I was born in Port-au-Prince, Haiti. My father named me Carter because like many Haitians, he loved things Americans. He immigrated there shortly after my birth and we’d always thought the so-called boat he had embarked on had never made it. Little did he know that thirty-six years later I would locate him in Florida (I was on a summer seminar trip sponsored by BYU’s Wheatley Institution). He had left Haiti under the Papa Doc regime. With him gone, my mother took me out of the capital to be raised in a town about 45 minutes away. I grew up attending a Pentecostal protestant church with her and eating food sacrificed to gods at voodoo ceremonies every now and then. I never was a voodoo initiate but I am very much aware of it since it was as much part of my everyday life as Christianity: I grew up with the idea that the world of spirits, all forms, was never too far; three relatives are voodoo priests, my grand-mother on my mother’s side had her gods and an altar in her house. Duty towards the gods and the gift to communicate with them and the other world supposedly run in the family but you run no risk of being zombified by me: I have been as bad at taking care of them as I was good at eating their food.

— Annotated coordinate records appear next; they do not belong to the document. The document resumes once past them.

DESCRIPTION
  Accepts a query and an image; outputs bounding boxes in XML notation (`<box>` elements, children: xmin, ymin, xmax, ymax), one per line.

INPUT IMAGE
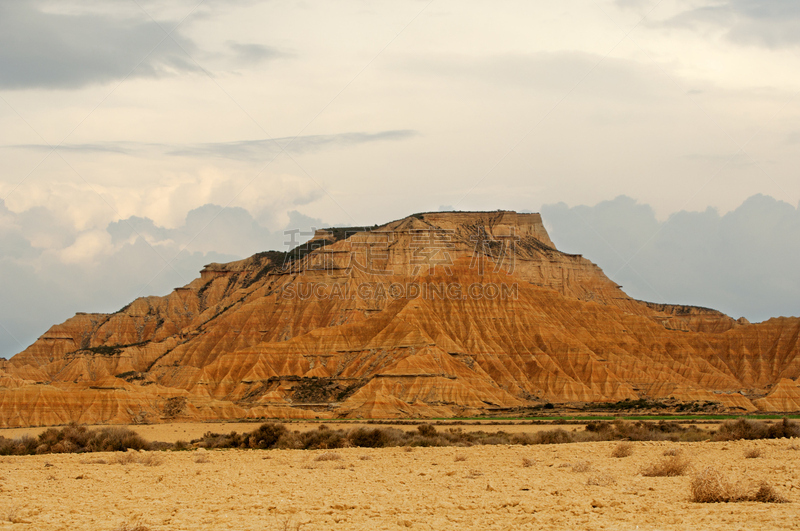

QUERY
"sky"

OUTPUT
<box><xmin>0</xmin><ymin>0</ymin><xmax>800</xmax><ymax>357</ymax></box>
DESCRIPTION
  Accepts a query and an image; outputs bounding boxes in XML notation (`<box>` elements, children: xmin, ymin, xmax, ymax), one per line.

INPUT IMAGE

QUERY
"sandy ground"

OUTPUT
<box><xmin>0</xmin><ymin>421</ymin><xmax>718</xmax><ymax>443</ymax></box>
<box><xmin>0</xmin><ymin>440</ymin><xmax>800</xmax><ymax>531</ymax></box>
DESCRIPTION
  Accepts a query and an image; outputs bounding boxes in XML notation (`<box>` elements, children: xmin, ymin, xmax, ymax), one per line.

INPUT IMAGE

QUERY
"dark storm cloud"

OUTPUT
<box><xmin>667</xmin><ymin>0</ymin><xmax>800</xmax><ymax>48</ymax></box>
<box><xmin>0</xmin><ymin>1</ymin><xmax>203</xmax><ymax>89</ymax></box>
<box><xmin>10</xmin><ymin>129</ymin><xmax>417</xmax><ymax>160</ymax></box>
<box><xmin>542</xmin><ymin>195</ymin><xmax>800</xmax><ymax>321</ymax></box>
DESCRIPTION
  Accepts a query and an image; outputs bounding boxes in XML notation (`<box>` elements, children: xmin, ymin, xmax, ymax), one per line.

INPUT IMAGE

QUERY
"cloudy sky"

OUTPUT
<box><xmin>0</xmin><ymin>0</ymin><xmax>800</xmax><ymax>357</ymax></box>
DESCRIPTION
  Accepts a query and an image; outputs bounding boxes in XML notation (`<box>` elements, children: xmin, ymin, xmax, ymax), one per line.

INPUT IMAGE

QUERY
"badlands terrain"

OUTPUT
<box><xmin>0</xmin><ymin>211</ymin><xmax>800</xmax><ymax>427</ymax></box>
<box><xmin>0</xmin><ymin>432</ymin><xmax>800</xmax><ymax>531</ymax></box>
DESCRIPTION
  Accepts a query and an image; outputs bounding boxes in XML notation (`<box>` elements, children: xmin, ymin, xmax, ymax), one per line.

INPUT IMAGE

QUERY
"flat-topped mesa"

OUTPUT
<box><xmin>406</xmin><ymin>210</ymin><xmax>556</xmax><ymax>249</ymax></box>
<box><xmin>0</xmin><ymin>211</ymin><xmax>800</xmax><ymax>426</ymax></box>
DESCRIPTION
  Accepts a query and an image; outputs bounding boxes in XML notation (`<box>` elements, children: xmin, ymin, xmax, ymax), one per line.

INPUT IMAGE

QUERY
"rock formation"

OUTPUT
<box><xmin>0</xmin><ymin>212</ymin><xmax>800</xmax><ymax>426</ymax></box>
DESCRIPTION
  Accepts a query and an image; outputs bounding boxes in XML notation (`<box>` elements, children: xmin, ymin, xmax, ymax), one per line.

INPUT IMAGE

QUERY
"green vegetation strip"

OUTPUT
<box><xmin>0</xmin><ymin>418</ymin><xmax>800</xmax><ymax>455</ymax></box>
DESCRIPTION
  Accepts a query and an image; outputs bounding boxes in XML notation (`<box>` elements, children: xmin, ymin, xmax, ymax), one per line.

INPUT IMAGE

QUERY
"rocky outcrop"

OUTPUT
<box><xmin>0</xmin><ymin>212</ymin><xmax>800</xmax><ymax>426</ymax></box>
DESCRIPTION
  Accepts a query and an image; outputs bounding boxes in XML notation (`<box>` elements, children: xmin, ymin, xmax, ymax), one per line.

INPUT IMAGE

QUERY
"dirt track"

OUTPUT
<box><xmin>0</xmin><ymin>440</ymin><xmax>800</xmax><ymax>531</ymax></box>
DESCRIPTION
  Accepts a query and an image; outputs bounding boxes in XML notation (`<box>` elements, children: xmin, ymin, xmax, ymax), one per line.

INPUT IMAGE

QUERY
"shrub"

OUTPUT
<box><xmin>690</xmin><ymin>467</ymin><xmax>742</xmax><ymax>503</ymax></box>
<box><xmin>247</xmin><ymin>422</ymin><xmax>287</xmax><ymax>449</ymax></box>
<box><xmin>750</xmin><ymin>481</ymin><xmax>789</xmax><ymax>503</ymax></box>
<box><xmin>744</xmin><ymin>446</ymin><xmax>761</xmax><ymax>459</ymax></box>
<box><xmin>417</xmin><ymin>424</ymin><xmax>436</xmax><ymax>437</ymax></box>
<box><xmin>611</xmin><ymin>442</ymin><xmax>633</xmax><ymax>458</ymax></box>
<box><xmin>641</xmin><ymin>455</ymin><xmax>690</xmax><ymax>477</ymax></box>
<box><xmin>84</xmin><ymin>427</ymin><xmax>150</xmax><ymax>452</ymax></box>
<box><xmin>533</xmin><ymin>428</ymin><xmax>573</xmax><ymax>444</ymax></box>
<box><xmin>572</xmin><ymin>461</ymin><xmax>592</xmax><ymax>472</ymax></box>
<box><xmin>690</xmin><ymin>467</ymin><xmax>789</xmax><ymax>503</ymax></box>
<box><xmin>586</xmin><ymin>472</ymin><xmax>617</xmax><ymax>487</ymax></box>
<box><xmin>347</xmin><ymin>428</ymin><xmax>388</xmax><ymax>448</ymax></box>
<box><xmin>714</xmin><ymin>418</ymin><xmax>800</xmax><ymax>441</ymax></box>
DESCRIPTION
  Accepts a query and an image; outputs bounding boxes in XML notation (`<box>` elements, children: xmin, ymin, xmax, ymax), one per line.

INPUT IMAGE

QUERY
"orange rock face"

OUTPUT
<box><xmin>0</xmin><ymin>212</ymin><xmax>800</xmax><ymax>426</ymax></box>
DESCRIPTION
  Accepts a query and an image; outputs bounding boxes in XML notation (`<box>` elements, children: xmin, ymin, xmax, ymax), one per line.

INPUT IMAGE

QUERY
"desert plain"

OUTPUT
<box><xmin>0</xmin><ymin>424</ymin><xmax>800</xmax><ymax>531</ymax></box>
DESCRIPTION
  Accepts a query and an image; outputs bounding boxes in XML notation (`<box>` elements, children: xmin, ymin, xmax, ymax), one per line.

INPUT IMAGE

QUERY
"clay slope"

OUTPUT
<box><xmin>0</xmin><ymin>212</ymin><xmax>800</xmax><ymax>426</ymax></box>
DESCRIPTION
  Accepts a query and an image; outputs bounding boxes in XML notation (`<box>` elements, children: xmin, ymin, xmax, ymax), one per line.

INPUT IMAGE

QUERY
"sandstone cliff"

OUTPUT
<box><xmin>0</xmin><ymin>212</ymin><xmax>800</xmax><ymax>426</ymax></box>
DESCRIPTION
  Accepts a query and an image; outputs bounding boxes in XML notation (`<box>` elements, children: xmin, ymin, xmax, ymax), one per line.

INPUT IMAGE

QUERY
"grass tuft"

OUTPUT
<box><xmin>641</xmin><ymin>454</ymin><xmax>691</xmax><ymax>477</ymax></box>
<box><xmin>690</xmin><ymin>467</ymin><xmax>789</xmax><ymax>503</ymax></box>
<box><xmin>744</xmin><ymin>446</ymin><xmax>762</xmax><ymax>459</ymax></box>
<box><xmin>611</xmin><ymin>441</ymin><xmax>633</xmax><ymax>458</ymax></box>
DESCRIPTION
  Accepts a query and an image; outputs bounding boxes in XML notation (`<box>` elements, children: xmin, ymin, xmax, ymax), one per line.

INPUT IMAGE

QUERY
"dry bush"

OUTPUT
<box><xmin>78</xmin><ymin>457</ymin><xmax>108</xmax><ymax>465</ymax></box>
<box><xmin>744</xmin><ymin>446</ymin><xmax>762</xmax><ymax>459</ymax></box>
<box><xmin>611</xmin><ymin>441</ymin><xmax>633</xmax><ymax>457</ymax></box>
<box><xmin>194</xmin><ymin>448</ymin><xmax>209</xmax><ymax>463</ymax></box>
<box><xmin>111</xmin><ymin>452</ymin><xmax>164</xmax><ymax>466</ymax></box>
<box><xmin>690</xmin><ymin>467</ymin><xmax>789</xmax><ymax>503</ymax></box>
<box><xmin>641</xmin><ymin>455</ymin><xmax>691</xmax><ymax>477</ymax></box>
<box><xmin>586</xmin><ymin>472</ymin><xmax>617</xmax><ymax>487</ymax></box>
<box><xmin>314</xmin><ymin>452</ymin><xmax>342</xmax><ymax>461</ymax></box>
<box><xmin>531</xmin><ymin>428</ymin><xmax>575</xmax><ymax>444</ymax></box>
<box><xmin>714</xmin><ymin>418</ymin><xmax>800</xmax><ymax>441</ymax></box>
<box><xmin>690</xmin><ymin>467</ymin><xmax>742</xmax><ymax>503</ymax></box>
<box><xmin>572</xmin><ymin>461</ymin><xmax>592</xmax><ymax>472</ymax></box>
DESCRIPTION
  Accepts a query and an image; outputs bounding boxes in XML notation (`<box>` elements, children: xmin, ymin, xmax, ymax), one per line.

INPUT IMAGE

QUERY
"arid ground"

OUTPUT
<box><xmin>0</xmin><ymin>432</ymin><xmax>800</xmax><ymax>531</ymax></box>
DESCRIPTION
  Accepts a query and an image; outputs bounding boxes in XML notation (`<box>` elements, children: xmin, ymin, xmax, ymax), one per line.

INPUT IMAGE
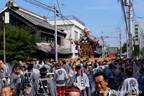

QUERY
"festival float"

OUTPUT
<box><xmin>75</xmin><ymin>28</ymin><xmax>100</xmax><ymax>59</ymax></box>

I regret the food wasted in sacrifices but my training in sociology of religion makes me appreciate great principles in them. And that training has helped me develop great respect for other religious practices or rituals as grounds upon which peoples approach religions that are foreign to them.
A missionary asked me last week if I was married. I told him it’s been 17 years, which triggered on his part “17 years! How old are you?” I may not look 40 but my birth certificate said that I was born in 1977. My kids are 13 (boy), 10 (boy), 5 (girl, yeah!) and the fourth (another girl, yeah!) is due anytime but she keeps me very busy already.
I tend to think of myself as a socio-historian, a term used in some academic circles in France to refer to scholars who approach a research subject from a trans-disciplinary perspective. I am a certified teacher of English as a second language in the French educational system. My Ph.D is in American Studies and focused on the political integration of Mormons in the United States from Reed Smoot to Mitt Romney (2013). I also did two masters’ theses focusing either on Mormonism and politics or on Mormon understanding of priesthood and leadership. I am a tenured teaching professor at Université Bordeaux Montaigne where I teach French/English translation, English applied to business and communication, American Studies and religion in international relations.
I live by the very first commandment ever given to mankind: as much as I love intellectual work, I’ll die if I don’t work with my hands building something or growing things (preferably not thorns and thistles) out of the earth by the sweat of my brow.